Restless consumers are hunting more than ever for products that deliver additional value. Co-branding a strong national brand with an equally-recognized licensed brand is one way in which to accomplish that. The goal: to pump up volume and to gain a competitive edge by attracting and retaining customers in a highly-charged consumer product environment.
As a result, there’s been a rush to co-brand with both national and licensed brands looking for opportunities to exploit. Too much of a rush at times. Some co-branded partnerships are sensations while others fail to hit the mark. They have to make sense to consumers and represent a great fit or, at the very least, share brand values to work. Even then, they have to be presented to consumers in a compelling manner at retail so that the partnership will be easily and immediately understood.

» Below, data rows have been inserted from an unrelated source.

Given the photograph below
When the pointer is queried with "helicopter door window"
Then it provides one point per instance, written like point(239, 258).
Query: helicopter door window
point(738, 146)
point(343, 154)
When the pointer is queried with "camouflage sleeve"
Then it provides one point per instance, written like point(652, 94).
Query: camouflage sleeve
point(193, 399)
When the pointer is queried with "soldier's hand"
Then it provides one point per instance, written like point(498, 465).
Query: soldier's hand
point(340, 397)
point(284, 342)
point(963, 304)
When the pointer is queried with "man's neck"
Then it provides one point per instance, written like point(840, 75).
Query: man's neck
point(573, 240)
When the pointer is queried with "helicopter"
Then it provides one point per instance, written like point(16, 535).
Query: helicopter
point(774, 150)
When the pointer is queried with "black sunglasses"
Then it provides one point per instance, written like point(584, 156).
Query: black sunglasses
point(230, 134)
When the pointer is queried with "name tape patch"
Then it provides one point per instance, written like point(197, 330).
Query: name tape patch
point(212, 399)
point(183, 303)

Reasons for national brands and licensed brands to partner
Banking on the success of two powerhouse brands:
If a national brand is well-established and doing well, co-branding it with a well-recognized, highly-successful and complementary licensed brand could create a new product in the marketplace with an established pedigree. Keep in mind, however, that the popularity of licensed brands can often be fleeting. The licensing landscape is filled with brands that are hot now but will be old news in the next 3 – 6 months. The key to success here is to partner only with brands that have proven longevity.
Partnering “for a limited time”:
Intentionally limited co-branded partnerships between national and licensed brands can create massive consumer demand – sometimes even a frenzy. This type of co-branding is most successful when the licensed brand is highly-anticipated before launch, like a successful film franchise’s latest release, for example. The hype will drive awareness and, due to the short-lived availability, co-branded products will become highly sought after.

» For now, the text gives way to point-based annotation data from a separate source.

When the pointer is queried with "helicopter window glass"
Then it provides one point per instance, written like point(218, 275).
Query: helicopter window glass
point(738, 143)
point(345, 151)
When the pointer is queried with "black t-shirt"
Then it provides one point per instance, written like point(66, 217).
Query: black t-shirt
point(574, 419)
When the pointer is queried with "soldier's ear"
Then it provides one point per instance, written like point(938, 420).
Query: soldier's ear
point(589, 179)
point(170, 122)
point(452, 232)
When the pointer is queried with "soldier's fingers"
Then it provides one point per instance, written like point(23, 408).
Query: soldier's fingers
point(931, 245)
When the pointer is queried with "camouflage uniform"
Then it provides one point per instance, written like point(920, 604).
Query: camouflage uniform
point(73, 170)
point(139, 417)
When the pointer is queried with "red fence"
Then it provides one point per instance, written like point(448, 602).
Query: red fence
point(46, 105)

Creating limited edition luxury items:
National luxury brands appealing to an affluent consumer can generate excitement by creating limited runs of exclusive items that are co-branded with a carefully-considered popular licensed brand. Desire among fans of the licensed brand will be generated through the uniqueness of the products as well as their exclusivity and limited availability. When the partnership is a perfect fit between national luxury brand and licensed brand, it will draw the attention of consumers who may never have considered purchasing the luxury brand’s products. A good example would be the Nixon x Star Wars watches I recently blogged about.

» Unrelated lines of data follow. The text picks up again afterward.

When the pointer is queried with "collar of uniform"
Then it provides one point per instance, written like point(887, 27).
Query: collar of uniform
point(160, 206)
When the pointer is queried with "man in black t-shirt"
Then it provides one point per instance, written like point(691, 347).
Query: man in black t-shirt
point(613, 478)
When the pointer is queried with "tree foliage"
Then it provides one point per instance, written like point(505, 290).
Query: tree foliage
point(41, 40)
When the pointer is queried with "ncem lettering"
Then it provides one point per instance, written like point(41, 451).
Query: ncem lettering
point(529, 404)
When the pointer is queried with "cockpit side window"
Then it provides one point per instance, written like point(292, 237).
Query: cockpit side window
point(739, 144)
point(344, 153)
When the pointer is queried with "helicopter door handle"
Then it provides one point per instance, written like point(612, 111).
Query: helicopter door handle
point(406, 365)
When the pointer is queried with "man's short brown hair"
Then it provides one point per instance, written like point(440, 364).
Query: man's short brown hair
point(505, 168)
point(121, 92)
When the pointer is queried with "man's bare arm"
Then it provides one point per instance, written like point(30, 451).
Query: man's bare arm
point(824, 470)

Elevating commodity products:
The proliferation of too-similar consumer products dilutes brands, especially when the economy is a bit sluggish. Even during normal economic circumstances, lower-priced private label brands take a bite out of national brands market share. Smart co-branding can elevate a commodity to another level, creating incentive for consumers to shell out more due to higher perceived value.
Caveats to co-branding
It makes no difference how strong the appeal of a co-branded product is; it can fail. Consumer expectation is so heightened when co-branded products are launched featuring two strong brands that if the experience falls short in any way, it can torpedo expected sales and even do damage to both brands.
Are they a perfect fit? Many co-branded consumer product partnerships never take off because they mystify consumers; they simply don’t make sense. Even if they aren’t a perfect fit, brand values need to be aligned.
Does the co-branding add value? Even powerful brands can’t make magic if the consumer can’t justify the additional spend for the co-branded products.
Too much of a good thing? Some of the most dominant brands have lost their cachet – and loyal customer base – due to overexposure. Over-licensing the most powerful brands can lead to serious brand dilution which should be avoided.
Hastily designed packaging. Many consumer products, including co-branded products, fail to meet sales expectations and even die on the shelf due to ineffectively designed packaging. The investment in licensing is significant, as is the investment in well-designed packaging. To effectively present both brands and maximize their full potential, strong package design is critical.
To co-brand or not to co-brand?
There are, indeed, many considerations here. If well-conceived and properly executed, co-branding can have huge upside potential to both brands. Volume and competitive edge is one thing, but the opportunity to create greater brand equity carries even more impetus at a time when so many brands are losing their luster.